Jestem August Hlond, kardynał.

Moje życie przypadało

Na budowę nowej Polski,

Gdy państw wiele ją poznało.

W końcu… wreszcie… odrodzona!

Polska – ta wyśniona, miła

Nasza, moja, twoja… Ona!

Już nie tylko w sercach żyła!

„Daj mi duszę, resztę zabierz”,

Powiedziałem narodowi,

Gdy zostałem już biskupem

I służyłem ogółowi.

Wielką troską otoczyłem

Ludzi tych, co wyjechali

Z Polski, tej ojczyzny miłej,

Którą przecież tak kochali!

Bo nie było łatwo – zrozum,

Żyć w tym kraju połatanym,

Gdzie ten Polak ciągle walczył,

By żyć i wciąż bronił granic.

Wielu chciało tylko chleba.

Nic dziw się, mój przyjacielu,

Że pragniemy dać swym dzieciom

To, co dojść pozwala celu.

Założyłem dla uchodźców

Towarzystwo Chrystusowe,

By Polacy na obczyźnie

Mieli Boga w polskiej mowie.

Gdy nadeszła II wojna,

To nie dałem się ukorzyć

i walczyłem: słowem, czynem,

by Ojczyznę znów odtworzyć!

I zostałem emigrantem.

A zmuszany do współpracy,

Odmówiłem… bo ksiądz przecież

To ostoja was, rodacy.

Mogłem zostać na obczyźnie.

Mogłem głowę w piasek schować.

Lecz nie tędy droga, wierzcie,

Aby honor swój zachować.

Powróciłem do ojczyzny,

Kiedy wojna się skończyła.

I ojczyznę zawierzyłem

Jej królowej.
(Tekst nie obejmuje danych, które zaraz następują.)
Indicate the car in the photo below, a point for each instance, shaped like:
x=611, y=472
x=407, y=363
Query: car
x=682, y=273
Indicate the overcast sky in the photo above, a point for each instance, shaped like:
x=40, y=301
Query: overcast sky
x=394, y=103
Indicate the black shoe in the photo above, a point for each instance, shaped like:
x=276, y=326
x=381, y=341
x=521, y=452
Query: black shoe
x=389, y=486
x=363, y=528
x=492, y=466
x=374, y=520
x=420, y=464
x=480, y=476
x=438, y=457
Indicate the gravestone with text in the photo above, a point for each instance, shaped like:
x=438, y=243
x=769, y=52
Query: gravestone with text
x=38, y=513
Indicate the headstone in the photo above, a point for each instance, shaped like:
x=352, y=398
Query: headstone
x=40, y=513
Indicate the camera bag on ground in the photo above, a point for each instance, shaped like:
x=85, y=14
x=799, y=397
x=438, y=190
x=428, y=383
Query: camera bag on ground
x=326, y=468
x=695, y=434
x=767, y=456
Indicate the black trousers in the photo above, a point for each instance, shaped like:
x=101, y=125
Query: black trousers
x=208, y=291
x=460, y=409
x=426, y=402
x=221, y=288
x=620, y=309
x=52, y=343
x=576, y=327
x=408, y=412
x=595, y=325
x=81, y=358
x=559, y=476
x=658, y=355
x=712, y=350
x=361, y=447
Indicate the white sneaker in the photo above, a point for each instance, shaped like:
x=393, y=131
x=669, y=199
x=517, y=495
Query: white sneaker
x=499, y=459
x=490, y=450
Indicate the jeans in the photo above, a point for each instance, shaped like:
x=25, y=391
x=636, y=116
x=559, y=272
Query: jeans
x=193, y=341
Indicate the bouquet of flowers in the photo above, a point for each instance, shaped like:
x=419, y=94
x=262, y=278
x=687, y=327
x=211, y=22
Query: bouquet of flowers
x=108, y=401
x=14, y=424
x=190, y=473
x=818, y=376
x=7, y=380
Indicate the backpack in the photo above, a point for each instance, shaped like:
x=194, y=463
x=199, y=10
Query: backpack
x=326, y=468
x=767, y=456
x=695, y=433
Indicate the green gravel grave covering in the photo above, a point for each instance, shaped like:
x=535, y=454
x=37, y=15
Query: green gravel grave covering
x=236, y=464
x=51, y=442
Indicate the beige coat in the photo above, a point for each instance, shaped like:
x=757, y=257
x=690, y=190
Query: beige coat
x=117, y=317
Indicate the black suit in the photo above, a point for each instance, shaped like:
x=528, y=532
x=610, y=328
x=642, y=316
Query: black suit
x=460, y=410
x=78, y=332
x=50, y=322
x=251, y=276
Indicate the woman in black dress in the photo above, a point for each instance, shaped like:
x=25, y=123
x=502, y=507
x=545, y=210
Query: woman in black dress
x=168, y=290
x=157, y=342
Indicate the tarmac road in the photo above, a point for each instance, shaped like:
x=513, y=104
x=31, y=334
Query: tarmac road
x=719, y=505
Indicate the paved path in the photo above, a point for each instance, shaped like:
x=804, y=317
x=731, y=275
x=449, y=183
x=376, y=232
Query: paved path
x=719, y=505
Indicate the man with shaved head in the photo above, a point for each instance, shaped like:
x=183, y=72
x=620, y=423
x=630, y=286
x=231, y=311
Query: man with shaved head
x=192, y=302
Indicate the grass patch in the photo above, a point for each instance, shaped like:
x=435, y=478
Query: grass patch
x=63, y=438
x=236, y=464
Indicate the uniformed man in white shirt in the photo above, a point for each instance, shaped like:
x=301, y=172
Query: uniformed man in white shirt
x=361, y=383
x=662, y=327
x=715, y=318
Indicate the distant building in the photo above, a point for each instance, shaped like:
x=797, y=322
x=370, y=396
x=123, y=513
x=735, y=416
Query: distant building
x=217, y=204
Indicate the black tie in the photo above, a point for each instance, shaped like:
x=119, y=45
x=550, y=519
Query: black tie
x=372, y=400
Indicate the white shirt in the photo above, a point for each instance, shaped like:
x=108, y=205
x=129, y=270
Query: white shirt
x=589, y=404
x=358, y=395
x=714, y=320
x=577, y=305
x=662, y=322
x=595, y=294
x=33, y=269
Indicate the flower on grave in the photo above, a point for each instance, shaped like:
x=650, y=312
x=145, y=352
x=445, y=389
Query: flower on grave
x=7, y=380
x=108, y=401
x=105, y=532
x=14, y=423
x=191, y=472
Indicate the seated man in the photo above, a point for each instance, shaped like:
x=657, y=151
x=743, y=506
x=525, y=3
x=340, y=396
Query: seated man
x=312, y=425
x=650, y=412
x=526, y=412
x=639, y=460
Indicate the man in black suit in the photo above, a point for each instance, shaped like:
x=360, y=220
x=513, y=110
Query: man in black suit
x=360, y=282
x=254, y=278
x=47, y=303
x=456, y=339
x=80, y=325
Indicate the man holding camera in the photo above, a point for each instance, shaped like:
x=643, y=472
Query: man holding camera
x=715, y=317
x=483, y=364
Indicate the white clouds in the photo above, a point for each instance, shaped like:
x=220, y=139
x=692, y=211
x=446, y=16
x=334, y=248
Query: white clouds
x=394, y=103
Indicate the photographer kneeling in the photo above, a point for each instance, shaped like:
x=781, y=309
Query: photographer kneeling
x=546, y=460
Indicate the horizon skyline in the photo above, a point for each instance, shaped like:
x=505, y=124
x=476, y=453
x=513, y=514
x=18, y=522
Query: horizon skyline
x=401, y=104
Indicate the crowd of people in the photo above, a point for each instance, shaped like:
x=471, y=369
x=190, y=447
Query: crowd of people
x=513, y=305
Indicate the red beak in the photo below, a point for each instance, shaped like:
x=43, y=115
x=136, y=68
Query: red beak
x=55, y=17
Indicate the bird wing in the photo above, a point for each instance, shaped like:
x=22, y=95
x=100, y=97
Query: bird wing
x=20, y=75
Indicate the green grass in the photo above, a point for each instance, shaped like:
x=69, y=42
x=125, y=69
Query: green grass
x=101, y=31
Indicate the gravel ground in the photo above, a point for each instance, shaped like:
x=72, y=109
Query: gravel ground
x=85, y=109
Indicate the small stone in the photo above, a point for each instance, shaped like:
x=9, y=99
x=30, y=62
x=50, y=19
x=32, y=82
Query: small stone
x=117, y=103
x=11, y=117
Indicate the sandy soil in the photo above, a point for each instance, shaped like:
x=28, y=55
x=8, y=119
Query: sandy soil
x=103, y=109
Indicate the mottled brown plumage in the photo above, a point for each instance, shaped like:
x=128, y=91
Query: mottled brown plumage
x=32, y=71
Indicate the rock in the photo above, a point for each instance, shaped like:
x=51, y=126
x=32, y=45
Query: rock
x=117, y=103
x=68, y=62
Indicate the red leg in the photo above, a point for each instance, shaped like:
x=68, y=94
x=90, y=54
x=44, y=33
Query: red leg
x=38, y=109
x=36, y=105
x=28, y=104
Matka miła,

Ta Maryja, co od wieków

Kraj z problemów ratowała

Także teraz swą opieką,

Swoim płaszczem otaczała.

Bo Ojczyzna to jest wartość

Spośród wielu – najważniejsza.

Oddać jej swe życie – wiesz to! –

Zaszczyt, chwała najpiękniejsza!

(autor scenariusza: Joanna Stefańska)

 

Wszystkie postaci łączyła miłość do Ojczyzny. Każda z nich dla Ojczyzny była w stanie poświęcić całe swoje życie. Żyli miłością do Boga, dbali jednak także – oczywiście troje ostatnich – o honor swój jako Polaka.